Today was special because he left the house, zipping to Spago’s restaurant in his little electric car. With his stiff neck and slow reflexes, Hugh was too old to drive a car himself. He felt a sense of loss and nostalgia because earning his driver’s license had been a big milestone when he was a teen. He still vividly remembered dropping his dad at the house and then talking a victory lap, solo, around the neighborhood. His electric runabout, though, was an artificial intelligence, navigating its way with lidar and continuous downloads of speed, direction, and control inputs from every vehicle nearby. He closed his eyes, dreaming of fettucine alfredo, and let the network chauffeur him.
His son Ian was in his late sixties, the haggard manager of his own construction company, wrestling with balky personnel, late shipments, weather delays, and a thousand other curses.
“Missy made the freshman volleyball team,” he told his father. “I don’t know how long she can continue — “.
Abruptly, Ian laughed, and for a moment the frown-line disappeared. “She’s short, but she makes up for it with brains and orneriness.”
Hugh chuckled, too. His eldest great-grand was a lot like him.
As he rode home in the darkness a couple of hours later, Hugh touched the pendant hanging from his chest. The computer listened to the dozen tiny implants that monitored Hugh’s bodily functions, and would call for paramedics if there were any problem. At least Ian didn’t have to worry about his old man.

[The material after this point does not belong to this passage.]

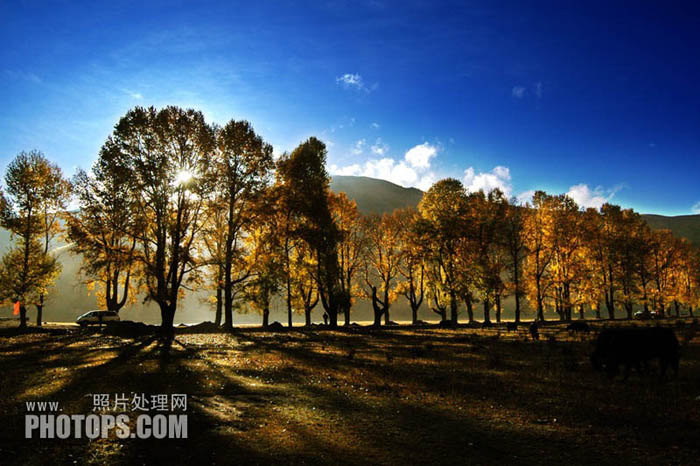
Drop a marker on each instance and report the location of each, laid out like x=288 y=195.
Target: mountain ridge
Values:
x=373 y=195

As he drifted off to sleep, Hugh shook his head, thinking of Ian. It was tough to be young.
And then he dreamed of going back with his dead wife to Traverse Bay nearly seventy years earlier, in the heart of cherry country. He bought them both cones at a large store, manned by a horde of college students from all over the Midwest, called Cherry Republic. He still remembered the motto above the front door: `Life, liberty, beaches and pie.’ It was a very good dream.